Frankly, we'd prefer not to comment at all on matters of this nature—no doubt Mr. Lee and his family are having a very difficult day, and we can only wish the entire Lee family two things: healing and forgiveness. But while we hate wading into the most intimate of human tragedies, we at Niagara Times know we would be remiss in our role as one of the most influential blogs in Western New York if we let the matter pass without comment and a bit of analysis.
First off, Lee's political demise is a blow to this region, which had, under the leadership of men like Senator George Maziarz, as well as Mr. Lee and his predecessor Tom Reynolds, finally become a real political powerhouse at both the state and federal levels. Losing Lee's powerful perch at Ways and Means is regrettable, to say the least. And, frankly, after the "tickle parties" of former Rep. Eric Massa, who hailed from the Finger Lakes and Southern Tier, this is a spotlight we'd rather not have thrown on Western New York. So, in both of those senses, we'd caution those would-be political pundits enjoying Lee's demise to contemplate what our region just lost.
Fortunately, the bad news ends there. Mr. Lee was, despite a promising start, far from irreplaceable. And, given the pro-Republican tilt of the 26th Congressional District, we will comfortably predict the district stays in the hands of the GOP—which is good, as regressing to representation by a member of the weak Democratic minority would ensure our region would be treated as a political backwater at the federal level.
That GOP tilt, which respected political pundit Charlie Cook sets at "R+6," is good, too, in another sense: the local Republican Party offers a well-oiled machine that can offer up a quality replacement for Mr.

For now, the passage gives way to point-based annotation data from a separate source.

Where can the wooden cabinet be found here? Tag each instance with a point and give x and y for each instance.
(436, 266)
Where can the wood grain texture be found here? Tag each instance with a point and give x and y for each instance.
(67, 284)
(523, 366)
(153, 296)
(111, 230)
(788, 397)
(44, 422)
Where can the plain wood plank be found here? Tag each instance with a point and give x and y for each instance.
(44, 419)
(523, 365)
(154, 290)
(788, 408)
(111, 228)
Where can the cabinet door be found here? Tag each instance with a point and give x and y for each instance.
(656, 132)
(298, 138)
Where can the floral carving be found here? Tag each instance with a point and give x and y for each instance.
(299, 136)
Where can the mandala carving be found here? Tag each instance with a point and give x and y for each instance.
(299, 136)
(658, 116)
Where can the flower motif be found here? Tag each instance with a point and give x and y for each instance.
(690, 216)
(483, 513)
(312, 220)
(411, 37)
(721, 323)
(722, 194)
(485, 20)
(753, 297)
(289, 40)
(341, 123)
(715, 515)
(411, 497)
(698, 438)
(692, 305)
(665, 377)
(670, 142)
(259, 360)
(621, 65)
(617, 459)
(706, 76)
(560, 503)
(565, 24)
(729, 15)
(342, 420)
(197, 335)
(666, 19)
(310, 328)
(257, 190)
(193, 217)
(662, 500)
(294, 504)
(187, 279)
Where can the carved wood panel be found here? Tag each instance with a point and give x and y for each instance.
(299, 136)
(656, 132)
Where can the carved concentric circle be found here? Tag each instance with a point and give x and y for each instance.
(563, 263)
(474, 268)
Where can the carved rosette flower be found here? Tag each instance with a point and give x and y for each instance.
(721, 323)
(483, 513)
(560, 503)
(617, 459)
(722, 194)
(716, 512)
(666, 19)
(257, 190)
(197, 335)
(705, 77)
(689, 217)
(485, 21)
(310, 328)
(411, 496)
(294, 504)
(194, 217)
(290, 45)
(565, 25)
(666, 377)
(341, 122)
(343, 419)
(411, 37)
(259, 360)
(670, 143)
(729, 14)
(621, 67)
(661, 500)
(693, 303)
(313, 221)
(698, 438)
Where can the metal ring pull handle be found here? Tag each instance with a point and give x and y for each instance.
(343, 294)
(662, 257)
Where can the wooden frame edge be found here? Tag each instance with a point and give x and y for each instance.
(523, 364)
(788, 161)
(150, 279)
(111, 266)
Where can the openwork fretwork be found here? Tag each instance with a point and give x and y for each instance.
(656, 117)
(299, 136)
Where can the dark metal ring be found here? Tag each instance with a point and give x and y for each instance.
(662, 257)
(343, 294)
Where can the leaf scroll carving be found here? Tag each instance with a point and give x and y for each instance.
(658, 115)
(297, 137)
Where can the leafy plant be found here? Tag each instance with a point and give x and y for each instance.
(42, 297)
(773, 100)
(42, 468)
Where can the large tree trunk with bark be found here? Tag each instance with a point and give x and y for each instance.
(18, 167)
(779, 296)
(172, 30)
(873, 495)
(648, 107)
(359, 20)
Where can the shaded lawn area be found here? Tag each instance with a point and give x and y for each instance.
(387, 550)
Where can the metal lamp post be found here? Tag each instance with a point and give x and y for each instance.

Lee. We have no doubt a capable consensus leader will emerge to stand for election to the 26th District seat.
One other observation, too, is in order: the rapidity of Mr. Lee's fall, from the emergence of the scandal to his resignation announcement, speaks volumes about the leadership of Speaker Boehner and Leader Cantor. The duo are a marked improvement over both Pelosi-Hoyer and the previous GOP team of Dennis Hastert and Tom Delay. The leadership didn't dither here, and Mr. Lee took his medicine and prevented scandal from weighing down the GOP's agenda—something for which, given the battle to stop Obamacare, we should all thank Mr. Lee.
In the end, though, we return to our first thought: Mr. Lee erred personally, something all too common these days. We consider it now a private matter between him and his wife, and would hope the media would do the same. We again hope for nothing but the best for the Lees in what will be a trying time for their marriage, and we hope that reconciliation and healing come quickly—because some things are far more important in this all-too-brief life than politics.